15 Aralık 2011 Perşembe

Meclisin Şikeyle Sınavı


Çok garip bir ülkeyiz.

Neye ne zaman ve nasıl tepki vereceğimiz kestirilemiyor.

Olağanüstü bir dönemde bile görülmesi mümkün olmayan bir olay bizim ülkemizin en birincil gündemi olup çıkıveriyor.

Suriye’de olaylar durulmuyor. Bir şekilde duruma müdahil olmuşuz ve beklide bir savaşın eşiğindeyiz. Ajanslar yanı başımızdaki komşu ülkeden her gün onlarca ölüm haberlerini geçiyorlar. İran alenen savaş işaretlerini veriyor ve bölge yakında yeni bir cehenneme her an dönebilir.

PKK sorununu, Kıbrıs sorununu unuttuk. Rumlar AB dönem başkanlığına hazırlanıyor. Dış politikada işler daha “alengirli” bir hal alacak.

Rusya yeni bir döneme doğru gidiyor. Ermenistan ile ticaret ve sınır kapılarının açılması hiç gündemde yok. Rumlar doğalgaz ve Petrolu çıkarmaya başladı, yakında Avrupa’ya pazarlamaya da başlar. Komşumuz Yunanistan ekonomik darboğazda ve gelişmelere biz komşu olarak kayıtsız kalmayı sürdürüyoruz.

Libya’da yeni yönetim şekillenirken Türkiye ne yapıyor. Daha düne kadar yüzlerce müteahhidimiz ve binlerce işçimiz Libya’da iş yapıyordu. Onlarca milyon dolar alacağımızın üstüne Kaddafi’nin tasfiyesi için ödediğimiz yeni milyon dolarların akıbeti ne oldu. Yeni Libya’nın kuruluşundaki rolümüz ne, Türkiye’nin kazanımı ne oldu, ya da ne kaybettik ne kazandık…

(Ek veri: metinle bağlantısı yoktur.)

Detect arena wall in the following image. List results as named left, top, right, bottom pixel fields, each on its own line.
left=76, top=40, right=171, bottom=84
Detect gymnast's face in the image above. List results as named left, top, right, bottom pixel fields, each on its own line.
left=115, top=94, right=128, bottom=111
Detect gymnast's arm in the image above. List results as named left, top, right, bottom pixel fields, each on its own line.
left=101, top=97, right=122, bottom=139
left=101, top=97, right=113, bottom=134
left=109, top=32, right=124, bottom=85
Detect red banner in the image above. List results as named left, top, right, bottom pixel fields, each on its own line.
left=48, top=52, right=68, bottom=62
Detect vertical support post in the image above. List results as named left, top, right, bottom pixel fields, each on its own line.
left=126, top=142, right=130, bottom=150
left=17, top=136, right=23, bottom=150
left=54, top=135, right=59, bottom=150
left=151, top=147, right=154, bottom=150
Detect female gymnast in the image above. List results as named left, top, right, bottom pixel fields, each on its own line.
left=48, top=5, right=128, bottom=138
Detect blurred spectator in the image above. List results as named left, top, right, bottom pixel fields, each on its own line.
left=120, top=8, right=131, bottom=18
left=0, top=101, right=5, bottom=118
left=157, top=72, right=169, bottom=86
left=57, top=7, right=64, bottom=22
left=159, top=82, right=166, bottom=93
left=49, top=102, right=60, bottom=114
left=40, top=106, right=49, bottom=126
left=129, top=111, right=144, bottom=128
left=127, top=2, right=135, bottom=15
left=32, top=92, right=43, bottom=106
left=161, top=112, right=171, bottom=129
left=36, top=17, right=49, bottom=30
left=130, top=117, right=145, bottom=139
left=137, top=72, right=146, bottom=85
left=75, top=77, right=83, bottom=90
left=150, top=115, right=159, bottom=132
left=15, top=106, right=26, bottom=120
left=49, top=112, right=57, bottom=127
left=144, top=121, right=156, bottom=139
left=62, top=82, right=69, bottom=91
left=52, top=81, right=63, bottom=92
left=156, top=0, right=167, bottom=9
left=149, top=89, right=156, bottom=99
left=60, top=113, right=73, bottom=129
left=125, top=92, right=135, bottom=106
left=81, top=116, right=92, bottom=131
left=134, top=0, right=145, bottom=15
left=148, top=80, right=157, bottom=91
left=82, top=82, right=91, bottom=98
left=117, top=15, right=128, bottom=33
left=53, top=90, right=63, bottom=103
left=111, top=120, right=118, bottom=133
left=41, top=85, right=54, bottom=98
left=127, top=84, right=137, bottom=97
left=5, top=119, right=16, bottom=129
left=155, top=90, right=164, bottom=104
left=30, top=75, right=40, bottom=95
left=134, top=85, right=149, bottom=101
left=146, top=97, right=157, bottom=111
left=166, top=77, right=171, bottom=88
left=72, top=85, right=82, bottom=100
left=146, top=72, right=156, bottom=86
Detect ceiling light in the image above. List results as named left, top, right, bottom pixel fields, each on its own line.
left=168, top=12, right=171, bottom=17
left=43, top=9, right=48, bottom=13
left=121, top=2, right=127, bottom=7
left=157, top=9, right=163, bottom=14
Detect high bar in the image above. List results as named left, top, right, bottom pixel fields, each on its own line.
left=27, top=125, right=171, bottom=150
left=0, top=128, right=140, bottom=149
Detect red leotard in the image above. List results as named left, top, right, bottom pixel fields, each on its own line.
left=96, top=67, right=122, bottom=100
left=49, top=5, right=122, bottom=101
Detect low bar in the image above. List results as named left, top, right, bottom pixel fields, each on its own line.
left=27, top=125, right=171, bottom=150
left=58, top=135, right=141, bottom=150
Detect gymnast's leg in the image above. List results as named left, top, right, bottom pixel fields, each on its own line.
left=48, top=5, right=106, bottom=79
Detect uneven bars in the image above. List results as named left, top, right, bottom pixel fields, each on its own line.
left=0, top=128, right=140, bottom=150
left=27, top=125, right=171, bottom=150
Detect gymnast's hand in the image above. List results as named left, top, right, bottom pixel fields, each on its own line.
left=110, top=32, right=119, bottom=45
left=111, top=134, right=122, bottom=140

Soru çok. Binlerce soru havada uçuşup dururken biz hafızamızı yitirmiş olarak hiç oralı bile olmuyoruz.

Van’da bir deprem yaşandı. Kışın gününe binlerce aile çaresiz, perişan bir şekilde çadırlarda yaşam mücadelesi veriyor. Eksi on iki derecede kendilerini ısıtmaya çalışırken çıkan yangınlarla hayatlarını kaybedenleri unuttuk. Öğrenciler okulsuz, öğretmenler çaresiz ve veliler kaygılı.

Televizyonlar dizileri toplumu uyuşturmaya devam ediyor. Yarışma ve eğlence programından kafamızı kaldırıp sorunlarımızı göremiyoruz.

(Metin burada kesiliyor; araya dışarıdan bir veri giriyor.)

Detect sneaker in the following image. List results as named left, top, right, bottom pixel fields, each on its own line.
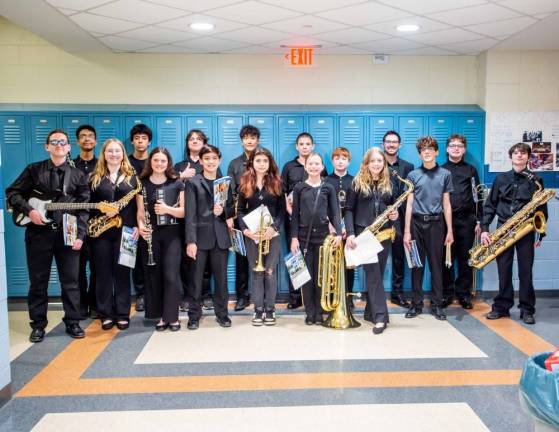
left=252, top=310, right=264, bottom=326
left=264, top=309, right=276, bottom=326
left=202, top=298, right=214, bottom=310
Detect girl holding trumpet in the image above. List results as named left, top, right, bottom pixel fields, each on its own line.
left=237, top=148, right=285, bottom=326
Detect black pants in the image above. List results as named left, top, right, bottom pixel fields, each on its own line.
left=390, top=217, right=406, bottom=296
left=301, top=242, right=323, bottom=320
left=78, top=238, right=96, bottom=314
left=363, top=241, right=390, bottom=324
left=411, top=216, right=445, bottom=307
left=188, top=247, right=229, bottom=321
left=233, top=219, right=249, bottom=300
left=493, top=232, right=536, bottom=315
left=443, top=213, right=476, bottom=300
left=142, top=226, right=181, bottom=323
left=132, top=251, right=144, bottom=297
left=285, top=216, right=301, bottom=303
left=92, top=229, right=131, bottom=322
left=25, top=226, right=81, bottom=330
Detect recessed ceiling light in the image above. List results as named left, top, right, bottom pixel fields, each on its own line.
left=190, top=22, right=214, bottom=31
left=396, top=24, right=420, bottom=32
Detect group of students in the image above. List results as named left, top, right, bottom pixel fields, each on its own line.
left=5, top=122, right=546, bottom=343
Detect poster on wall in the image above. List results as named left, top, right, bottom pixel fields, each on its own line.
left=488, top=112, right=559, bottom=172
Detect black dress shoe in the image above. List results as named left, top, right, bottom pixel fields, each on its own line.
left=440, top=298, right=453, bottom=308
left=520, top=311, right=536, bottom=325
left=155, top=322, right=168, bottom=331
left=101, top=319, right=114, bottom=330
left=390, top=294, right=410, bottom=308
left=234, top=297, right=249, bottom=311
left=486, top=310, right=510, bottom=320
left=66, top=324, right=85, bottom=338
left=116, top=321, right=129, bottom=330
left=90, top=309, right=99, bottom=320
left=169, top=322, right=181, bottom=331
left=458, top=297, right=473, bottom=310
left=405, top=306, right=422, bottom=319
left=187, top=319, right=199, bottom=330
left=216, top=316, right=232, bottom=327
left=373, top=323, right=387, bottom=335
left=135, top=296, right=145, bottom=312
left=287, top=299, right=302, bottom=310
left=305, top=316, right=315, bottom=325
left=29, top=328, right=45, bottom=343
left=431, top=306, right=447, bottom=321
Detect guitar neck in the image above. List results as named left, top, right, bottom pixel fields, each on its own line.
left=44, top=203, right=101, bottom=211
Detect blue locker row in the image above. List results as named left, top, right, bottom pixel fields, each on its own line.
left=0, top=108, right=485, bottom=297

Sadece bunlar değil sorunlarımız, söylediklerimiz “devede kulak” kabilinden. Ancak gel görkü biz sorunların bu ve bunlarmış olduğunu sanıyormuşuz.

Oysa asıl derdimiz başkaymış. Asıl derdimiz şike yasası ve futbolmuş.

Sabahtan akşama varsa yoksa şike soruşturması. Şike yasasının yeniden meclisten geçip geçmeyeceği... Tutukluların tahliyesinin yolunu açıp, yargıyı işlevsiz bırakmak için yapıldığı izlenimini toplumda oluşturan bu sözüm on devasa sorun bütün sorunumuzu kadük bırakmaya yetti.

Hani demokrattınız, hani tutukluluk süreleri çok uzundu. Topum vicdanı kabul etmiyordu. Paşalar içeride, “paşa paşa” yatarken bir şey yok. Seçilmiş vekillerde yatabilir. Gazeteciler haydi, haydi yatabilir öyle mi?

Tamam, onlar yatabilir peki. Fakat:
Şikeciler yatamaz. Futbolcular ve yöneticiler yatamaz. Kulüp başkanları hiç yatamaz, bu mu? Söylemek istenilenin aslında bu olduğunu yapılanlara bakınca anlayabiliyoruz.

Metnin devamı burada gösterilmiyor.